Получив накануне телеграмму из Варшавы, Степан возрадовался и начал спешно готовиться к встрече.
«Возвращаюсь 25. Ничему не удивляйся. Не задавай вопросов. — А.Б.»
Анастасия Васильевна распорядилась не удивляться, а следовательно, так тому и быть. И если верного Степана и распирало от вопросов, он придерживал их при себе.
Прибывшая дама сама начала разговор, лишь только они остались вдвоем в празднично прибранной гостиной.
— Я друг Анастасии Барковской. Простите за обман. Я вынуждена была воспользоваться документами вашей хозяйки и дать от ее имени телеграмму. Анастасия уверяла, что вам можно доверять.
Прочтите вот это, хорошенько подумайте, а потом поднимитесь ко мне. — Дама протянула Степану письмо. — Я переоденусь и позову вас.
Она неторопливо пошла наверх по широкой деревянной лестнице, останавливаясь, чтобы рассмотреть висящие на стене портреты. Гибкий стан откидывался на резную балюстраду с усталой небрежностью. Стефан снова подумал о том, что приятельница его хозяйки на диво хороша…
«Верный друг, я умираю. — Прочитал дворецкий на листе линованной тетрадной бумаги. — Мысли мои мутятся — сильный жар держится уже неделю. Не знаю, имею ли право нынче. в одиночестве и бессилии, затевать это сложное дело. Но уверена твердо — душа моя не найдет покоя, пока не будут розданы все „долги“.
Благодарю судьбу за последний дар — она послала мне друга. Молодая женщина, которой надлежит продолжить мое дело — моя тезка и она тоже — наполовину русская.
Уверена, Анастасии придется нелегко. Помоги ей, если потребуется, как помогал мне.
Молись за меня и прости все, в чем провинилась перед тобой.
А.В. Барковская. 18 марта 1913 года. Одесса.»

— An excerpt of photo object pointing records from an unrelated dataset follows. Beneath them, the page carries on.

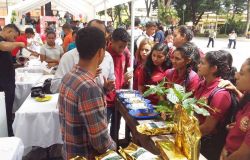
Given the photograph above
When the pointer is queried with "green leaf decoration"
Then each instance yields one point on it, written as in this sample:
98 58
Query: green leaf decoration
199 110
171 96
179 88
187 95
177 95
188 102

Степан перекрестился на «красный угол» большой, выходящей в сад гостиной, светлой и веселой. в отличии от сумрачных комнат родового имения Барковских в Тульской губернии. Дом был конфискован по постановлению суда, вместе со всем имуществом богатого помещика.
Скандальный процесс фальшивомонетчиков несколько месяцев будоражил общественное мнение в связи с громкими именами обвиняемых.
Василий Иванович Барковский повесился в камере после вынесения приговора. Его супруга Кити — урожденная Дебраш, с двенадцатилетней дочерью Настей и преданным дворецким Степаном вернулась в Авиньон, где изо всех сил старалась скрыть от чопорной буржуазной родни правду о преступлении и смерти мужа.